This study addresses the optimization of discrete speech unit representations in Speech Language Models (SLMs) to enhance speech modeling during continual pretraining. We propose a systematic framework encompassing speech encoder design, controllable clustering granularity, phoneme-aligned discretization, and domain-matched data selection. We first uncover a strong correlation between model scale and optimal clustering granularity, and demonstrate that discrete vocabularies explicitly encode both linguistic and paralinguistic structures. Experiments show that principled discretization yields substantial downstream improvements—averaging +2.1% relative WER reduction—and that distributional alignment between clustering data and target domains enhances model robustness and generalization. Our work provides a reproducible methodology and theoretical insights for efficient speech representation learning in SLMs.
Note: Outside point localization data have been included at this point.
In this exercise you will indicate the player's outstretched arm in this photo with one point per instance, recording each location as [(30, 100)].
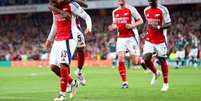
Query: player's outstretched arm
[(51, 35), (81, 3), (138, 19), (113, 26), (77, 10)]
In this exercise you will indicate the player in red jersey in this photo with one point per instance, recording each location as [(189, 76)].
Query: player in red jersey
[(79, 49), (65, 42), (125, 20), (158, 21)]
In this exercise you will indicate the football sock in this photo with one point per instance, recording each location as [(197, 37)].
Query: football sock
[(164, 67), (151, 66), (81, 59), (122, 70), (69, 77), (56, 70), (64, 78)]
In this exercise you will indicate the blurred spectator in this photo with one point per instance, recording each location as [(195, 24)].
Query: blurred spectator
[(23, 35)]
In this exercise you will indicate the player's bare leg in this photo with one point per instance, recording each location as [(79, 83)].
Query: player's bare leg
[(81, 59), (122, 69), (147, 58), (142, 63), (56, 70), (64, 80), (164, 68)]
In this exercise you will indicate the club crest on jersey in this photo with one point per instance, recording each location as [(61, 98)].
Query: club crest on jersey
[(125, 14), (65, 9), (117, 15), (157, 15)]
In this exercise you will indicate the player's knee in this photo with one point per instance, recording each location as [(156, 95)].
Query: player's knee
[(121, 57), (162, 59), (147, 57), (63, 65), (80, 49), (54, 68)]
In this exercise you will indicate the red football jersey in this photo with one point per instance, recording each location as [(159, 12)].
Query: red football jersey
[(123, 16), (156, 17), (63, 26)]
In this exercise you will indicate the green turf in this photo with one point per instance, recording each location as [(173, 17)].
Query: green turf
[(103, 84)]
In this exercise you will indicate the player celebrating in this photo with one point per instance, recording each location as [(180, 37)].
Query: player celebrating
[(80, 48), (181, 44), (125, 19), (193, 55), (65, 42), (112, 55), (158, 19)]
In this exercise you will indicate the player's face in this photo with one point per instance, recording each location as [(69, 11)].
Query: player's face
[(121, 2), (152, 3), (62, 1)]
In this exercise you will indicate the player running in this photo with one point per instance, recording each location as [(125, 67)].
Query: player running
[(125, 20), (181, 44), (193, 55), (158, 19), (65, 42), (80, 48)]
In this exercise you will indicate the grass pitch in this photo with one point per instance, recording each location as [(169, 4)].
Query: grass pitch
[(103, 84)]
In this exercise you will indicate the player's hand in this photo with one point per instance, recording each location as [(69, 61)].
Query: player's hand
[(112, 27), (65, 15), (155, 27), (87, 31), (142, 35), (48, 44), (129, 26)]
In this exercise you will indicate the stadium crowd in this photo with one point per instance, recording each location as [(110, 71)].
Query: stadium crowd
[(23, 35)]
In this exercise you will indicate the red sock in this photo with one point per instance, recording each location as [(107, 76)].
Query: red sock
[(151, 66), (64, 78), (69, 77), (122, 70), (80, 58), (164, 67)]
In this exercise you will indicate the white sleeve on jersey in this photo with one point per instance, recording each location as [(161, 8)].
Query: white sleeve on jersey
[(77, 10), (113, 17), (53, 30), (166, 15), (135, 13)]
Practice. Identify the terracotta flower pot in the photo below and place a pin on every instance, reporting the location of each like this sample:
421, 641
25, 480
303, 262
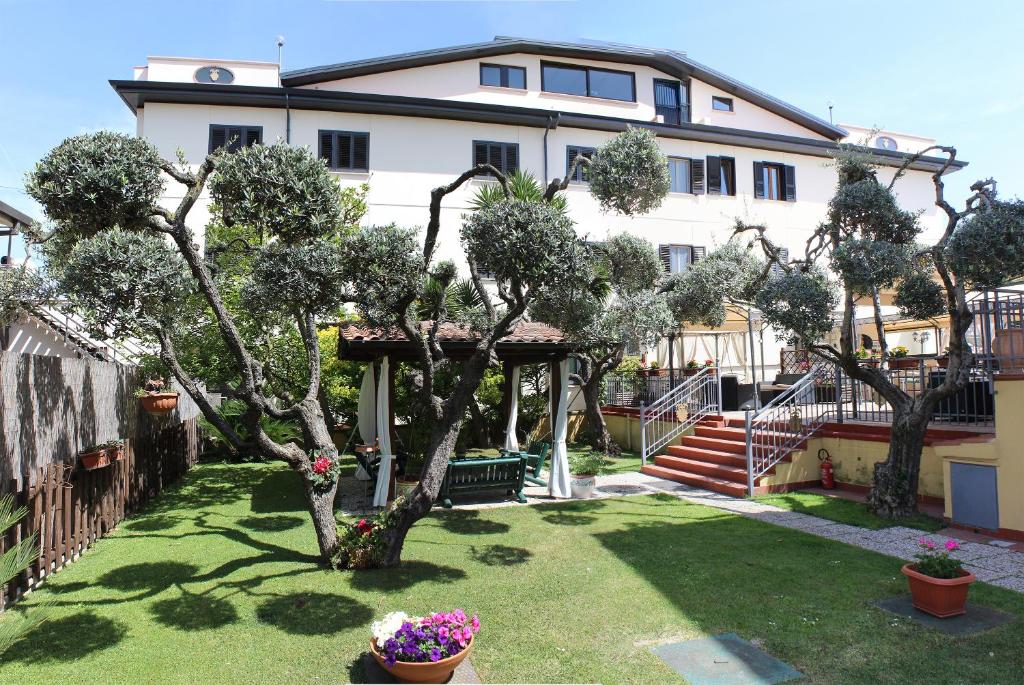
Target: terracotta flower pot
937, 596
94, 460
426, 672
160, 402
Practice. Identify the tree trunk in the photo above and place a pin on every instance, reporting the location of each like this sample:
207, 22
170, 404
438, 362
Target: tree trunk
894, 490
597, 429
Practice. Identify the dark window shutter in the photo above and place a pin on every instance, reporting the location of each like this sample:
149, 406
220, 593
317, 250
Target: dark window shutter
511, 159
360, 151
696, 176
218, 137
791, 183
327, 148
714, 175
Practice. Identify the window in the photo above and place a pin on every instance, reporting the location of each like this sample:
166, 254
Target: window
502, 156
685, 175
676, 258
774, 181
233, 137
582, 173
721, 103
670, 101
588, 81
721, 175
503, 76
345, 151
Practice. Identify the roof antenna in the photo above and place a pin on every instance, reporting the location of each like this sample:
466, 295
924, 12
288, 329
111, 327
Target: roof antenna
281, 45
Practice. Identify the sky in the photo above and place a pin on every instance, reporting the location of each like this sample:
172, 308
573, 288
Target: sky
951, 71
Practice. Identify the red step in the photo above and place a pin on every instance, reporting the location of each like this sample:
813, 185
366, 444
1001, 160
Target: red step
696, 480
721, 471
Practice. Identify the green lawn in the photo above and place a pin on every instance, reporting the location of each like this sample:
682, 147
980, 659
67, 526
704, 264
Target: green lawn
216, 583
846, 511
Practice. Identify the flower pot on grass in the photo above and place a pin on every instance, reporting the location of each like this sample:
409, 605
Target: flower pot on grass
938, 583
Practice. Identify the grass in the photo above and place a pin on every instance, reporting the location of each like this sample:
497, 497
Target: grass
846, 511
217, 583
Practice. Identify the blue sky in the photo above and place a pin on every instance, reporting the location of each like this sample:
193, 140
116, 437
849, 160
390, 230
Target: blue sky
940, 69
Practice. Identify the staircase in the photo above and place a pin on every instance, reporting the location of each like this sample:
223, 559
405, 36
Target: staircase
713, 458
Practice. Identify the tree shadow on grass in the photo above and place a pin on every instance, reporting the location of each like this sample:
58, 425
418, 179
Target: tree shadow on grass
68, 639
151, 576
313, 613
194, 612
406, 575
501, 555
468, 522
270, 523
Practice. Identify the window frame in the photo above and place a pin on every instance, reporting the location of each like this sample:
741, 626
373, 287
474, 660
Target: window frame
586, 69
578, 175
335, 148
245, 128
503, 76
716, 99
505, 145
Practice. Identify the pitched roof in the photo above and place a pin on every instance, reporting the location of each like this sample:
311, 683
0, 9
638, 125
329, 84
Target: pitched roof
669, 61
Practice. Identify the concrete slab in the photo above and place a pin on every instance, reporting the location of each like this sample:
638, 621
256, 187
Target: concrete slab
977, 619
724, 659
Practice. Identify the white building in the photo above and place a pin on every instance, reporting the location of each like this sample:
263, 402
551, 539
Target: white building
409, 123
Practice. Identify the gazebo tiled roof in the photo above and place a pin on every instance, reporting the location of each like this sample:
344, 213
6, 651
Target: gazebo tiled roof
529, 342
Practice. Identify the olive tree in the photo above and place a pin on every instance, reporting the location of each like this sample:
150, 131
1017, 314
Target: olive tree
135, 268
871, 245
615, 303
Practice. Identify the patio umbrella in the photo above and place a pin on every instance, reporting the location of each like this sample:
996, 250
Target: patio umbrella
383, 438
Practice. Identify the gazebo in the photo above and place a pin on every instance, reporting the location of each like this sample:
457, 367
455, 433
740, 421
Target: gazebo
528, 343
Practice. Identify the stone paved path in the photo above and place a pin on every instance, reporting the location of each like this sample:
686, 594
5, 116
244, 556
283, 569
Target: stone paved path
990, 563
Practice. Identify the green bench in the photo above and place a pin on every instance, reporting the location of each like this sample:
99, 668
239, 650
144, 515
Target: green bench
474, 475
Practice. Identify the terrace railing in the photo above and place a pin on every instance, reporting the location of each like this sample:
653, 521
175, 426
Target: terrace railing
679, 410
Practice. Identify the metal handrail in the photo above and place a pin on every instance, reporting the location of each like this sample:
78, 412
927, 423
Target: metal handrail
679, 410
776, 429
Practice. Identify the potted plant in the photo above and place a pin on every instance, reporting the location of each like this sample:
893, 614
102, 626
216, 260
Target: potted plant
938, 583
156, 399
94, 457
584, 467
900, 359
424, 649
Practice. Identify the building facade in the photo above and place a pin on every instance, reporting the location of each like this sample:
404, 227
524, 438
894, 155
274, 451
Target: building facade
406, 124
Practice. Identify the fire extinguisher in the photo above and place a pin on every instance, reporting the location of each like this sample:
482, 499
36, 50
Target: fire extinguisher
827, 479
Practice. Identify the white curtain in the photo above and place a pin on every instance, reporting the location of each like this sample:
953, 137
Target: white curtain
511, 441
367, 415
558, 480
383, 436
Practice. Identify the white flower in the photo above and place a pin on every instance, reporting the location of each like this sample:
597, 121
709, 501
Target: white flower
385, 629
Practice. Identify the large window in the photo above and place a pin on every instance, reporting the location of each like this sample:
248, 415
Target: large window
502, 156
345, 151
774, 181
588, 81
503, 76
721, 175
582, 173
235, 137
670, 101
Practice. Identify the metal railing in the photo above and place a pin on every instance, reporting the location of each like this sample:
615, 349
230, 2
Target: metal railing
679, 410
781, 425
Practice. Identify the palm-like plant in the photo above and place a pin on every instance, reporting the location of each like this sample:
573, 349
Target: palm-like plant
12, 562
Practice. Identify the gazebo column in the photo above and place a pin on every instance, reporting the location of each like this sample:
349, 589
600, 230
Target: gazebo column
511, 404
558, 482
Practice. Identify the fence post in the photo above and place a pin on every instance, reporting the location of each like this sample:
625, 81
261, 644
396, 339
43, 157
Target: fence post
750, 455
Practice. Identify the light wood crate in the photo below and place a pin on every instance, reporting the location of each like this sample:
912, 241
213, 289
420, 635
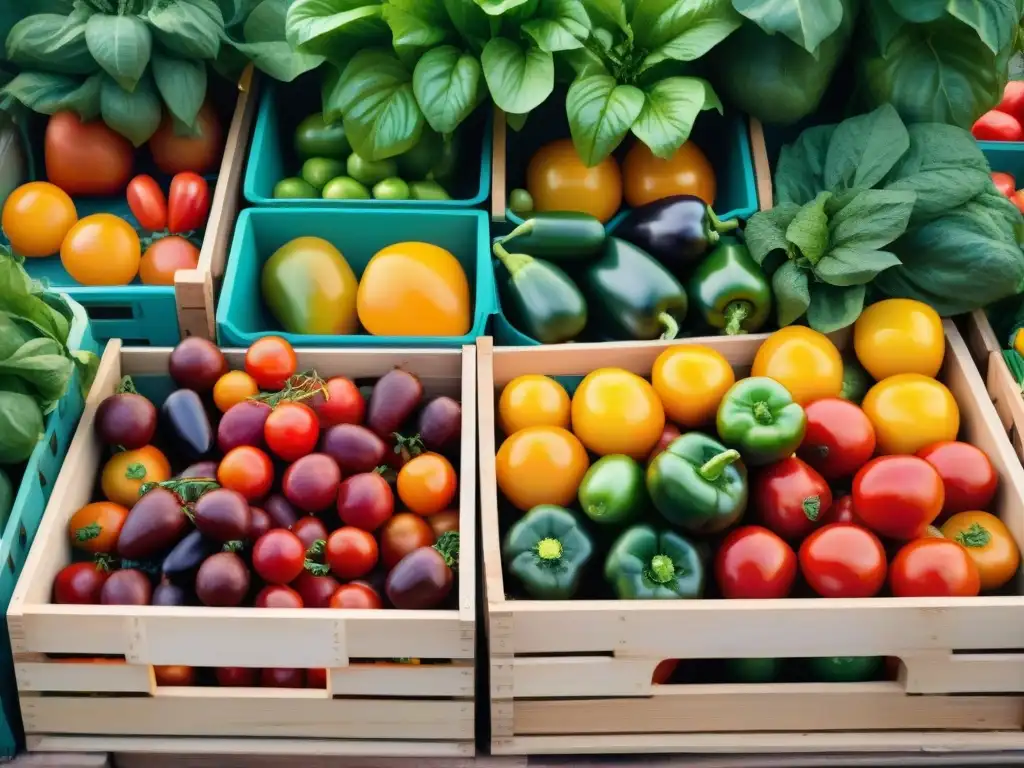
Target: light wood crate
368, 709
576, 676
This paper investigates discrete unit representations in Speech Language Models (SLMs), focusing on optimizing speech modeling during continual pre-training. In this paper, we systematically examine how model architecture, data representation, and training robustness influence the pre-training stage in which we adapt existing pre-trained language models to the speech modality. Our experiments highlight the role of speech encoders and clustering granularity across different model scales, showing how optimal discretization strategies vary with model capacity. By examining cluster distribution and phonemic alignments, we investigate the effective use of discrete vocabulary, uncovering both linguistic and paralinguistic patterns. Additionally, we explore the impact of clustering data selection on model robustness, highlighting the importance of domain matching between discretization training and target applications.